Mn-catalysts supported on zeolites are active materials for oxidising volatile organic compounds, but the catalysts' activity and selectivity depend on the support's characteristics. In this work, we study the performance of different Mn catalysts supported on zeolites with different Si/Al ratios and topology in the ethanol oxidation reaction. The results show a correlation between the mechanism of the reaction and the presence or absence of acid sites on the zeolite surface, which is based on its aluminium content. It is observed that the presence of Bronsted acid sites catalyses ethanol dehydration to ethylene that is oxidised to CO2 at higher temperatures. Without protonic acid sites, ethanol is primarily oxidised to acetaldehyde and subsequently oxidised to CO2, achieving a complete oxidation at lower temperatures. The acidity also influences the nature of the metallic active sites, forming Mn-oxo species with higher oxidation state in the catalyst with lower aluminium content.
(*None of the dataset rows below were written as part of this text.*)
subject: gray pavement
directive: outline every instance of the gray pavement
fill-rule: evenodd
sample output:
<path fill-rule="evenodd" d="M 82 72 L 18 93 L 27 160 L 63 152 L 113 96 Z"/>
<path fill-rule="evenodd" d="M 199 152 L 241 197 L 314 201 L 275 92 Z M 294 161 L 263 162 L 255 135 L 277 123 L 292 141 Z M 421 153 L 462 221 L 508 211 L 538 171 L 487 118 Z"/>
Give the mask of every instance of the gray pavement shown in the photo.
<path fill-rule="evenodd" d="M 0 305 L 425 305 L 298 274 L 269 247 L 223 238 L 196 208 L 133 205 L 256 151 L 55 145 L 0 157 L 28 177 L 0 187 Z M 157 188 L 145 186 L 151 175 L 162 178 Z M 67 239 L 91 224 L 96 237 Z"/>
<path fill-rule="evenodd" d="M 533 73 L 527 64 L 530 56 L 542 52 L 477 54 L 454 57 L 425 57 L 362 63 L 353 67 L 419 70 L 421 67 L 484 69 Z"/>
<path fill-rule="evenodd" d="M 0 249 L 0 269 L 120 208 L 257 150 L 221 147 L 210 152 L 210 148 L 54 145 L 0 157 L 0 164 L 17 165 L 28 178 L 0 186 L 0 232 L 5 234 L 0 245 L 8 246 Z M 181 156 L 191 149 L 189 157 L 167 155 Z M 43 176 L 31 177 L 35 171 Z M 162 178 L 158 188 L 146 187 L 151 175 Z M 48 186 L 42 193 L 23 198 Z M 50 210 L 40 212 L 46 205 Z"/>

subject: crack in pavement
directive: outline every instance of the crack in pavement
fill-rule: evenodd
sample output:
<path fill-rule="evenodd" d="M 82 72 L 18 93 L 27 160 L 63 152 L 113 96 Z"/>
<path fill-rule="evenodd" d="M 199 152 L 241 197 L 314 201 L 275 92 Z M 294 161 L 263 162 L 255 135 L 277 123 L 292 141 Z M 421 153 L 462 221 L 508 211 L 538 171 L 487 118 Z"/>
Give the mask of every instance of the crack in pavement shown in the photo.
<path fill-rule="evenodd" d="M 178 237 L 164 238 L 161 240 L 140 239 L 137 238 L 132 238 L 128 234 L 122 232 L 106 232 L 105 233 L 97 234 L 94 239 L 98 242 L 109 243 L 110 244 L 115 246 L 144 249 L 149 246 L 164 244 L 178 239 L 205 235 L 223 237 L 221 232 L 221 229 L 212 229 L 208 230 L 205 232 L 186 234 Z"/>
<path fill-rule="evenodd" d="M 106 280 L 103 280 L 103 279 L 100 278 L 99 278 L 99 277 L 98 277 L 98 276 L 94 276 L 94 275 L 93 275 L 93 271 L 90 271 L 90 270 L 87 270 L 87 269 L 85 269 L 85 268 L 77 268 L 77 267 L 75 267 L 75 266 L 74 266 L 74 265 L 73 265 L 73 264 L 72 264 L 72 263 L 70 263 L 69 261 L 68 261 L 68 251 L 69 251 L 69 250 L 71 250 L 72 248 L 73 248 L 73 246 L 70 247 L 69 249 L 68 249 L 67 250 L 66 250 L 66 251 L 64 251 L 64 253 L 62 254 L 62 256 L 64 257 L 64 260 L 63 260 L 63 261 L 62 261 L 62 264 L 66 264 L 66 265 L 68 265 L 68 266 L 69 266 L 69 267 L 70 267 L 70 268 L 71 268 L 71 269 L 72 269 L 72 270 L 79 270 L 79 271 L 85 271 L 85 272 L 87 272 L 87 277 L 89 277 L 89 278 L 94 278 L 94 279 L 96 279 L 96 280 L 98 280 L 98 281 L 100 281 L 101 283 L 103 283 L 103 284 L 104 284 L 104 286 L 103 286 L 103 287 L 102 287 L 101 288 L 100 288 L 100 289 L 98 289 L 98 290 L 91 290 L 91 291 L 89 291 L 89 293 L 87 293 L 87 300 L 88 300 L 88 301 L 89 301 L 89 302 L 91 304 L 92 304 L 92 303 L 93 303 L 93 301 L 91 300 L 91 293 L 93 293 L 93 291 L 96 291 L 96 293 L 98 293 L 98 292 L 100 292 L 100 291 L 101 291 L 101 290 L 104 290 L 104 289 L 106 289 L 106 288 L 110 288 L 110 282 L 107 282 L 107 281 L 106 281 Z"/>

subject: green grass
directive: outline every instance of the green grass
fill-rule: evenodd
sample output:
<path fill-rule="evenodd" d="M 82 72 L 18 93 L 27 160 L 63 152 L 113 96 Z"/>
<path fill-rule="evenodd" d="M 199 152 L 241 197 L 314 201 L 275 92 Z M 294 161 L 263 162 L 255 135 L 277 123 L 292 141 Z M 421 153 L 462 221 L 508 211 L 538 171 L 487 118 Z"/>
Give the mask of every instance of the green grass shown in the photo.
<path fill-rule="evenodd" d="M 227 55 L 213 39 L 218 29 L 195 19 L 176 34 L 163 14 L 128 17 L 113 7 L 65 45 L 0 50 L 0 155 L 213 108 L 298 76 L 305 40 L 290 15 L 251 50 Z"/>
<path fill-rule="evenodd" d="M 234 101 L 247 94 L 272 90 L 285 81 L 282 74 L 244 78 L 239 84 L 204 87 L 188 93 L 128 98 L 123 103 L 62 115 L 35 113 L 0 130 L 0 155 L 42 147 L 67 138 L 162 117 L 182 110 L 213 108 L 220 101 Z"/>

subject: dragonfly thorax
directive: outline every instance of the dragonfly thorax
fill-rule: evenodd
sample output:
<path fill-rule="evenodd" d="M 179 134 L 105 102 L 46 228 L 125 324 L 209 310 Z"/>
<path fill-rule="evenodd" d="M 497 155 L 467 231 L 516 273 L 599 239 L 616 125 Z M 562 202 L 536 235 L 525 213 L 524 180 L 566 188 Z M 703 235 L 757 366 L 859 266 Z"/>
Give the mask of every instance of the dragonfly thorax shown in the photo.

These species are more active than those formed in the catalyst enriched with Bronsted acid sites. Thus, zeolites with higher Si/Al ratios are more adequate for supporting Mn catalysts in the ethanol oxidation reaction. The results show that low acidity is a decisive factor in designing active catalysts for this reaction, while zeolite topology or catalyst surface area are of secondary importance.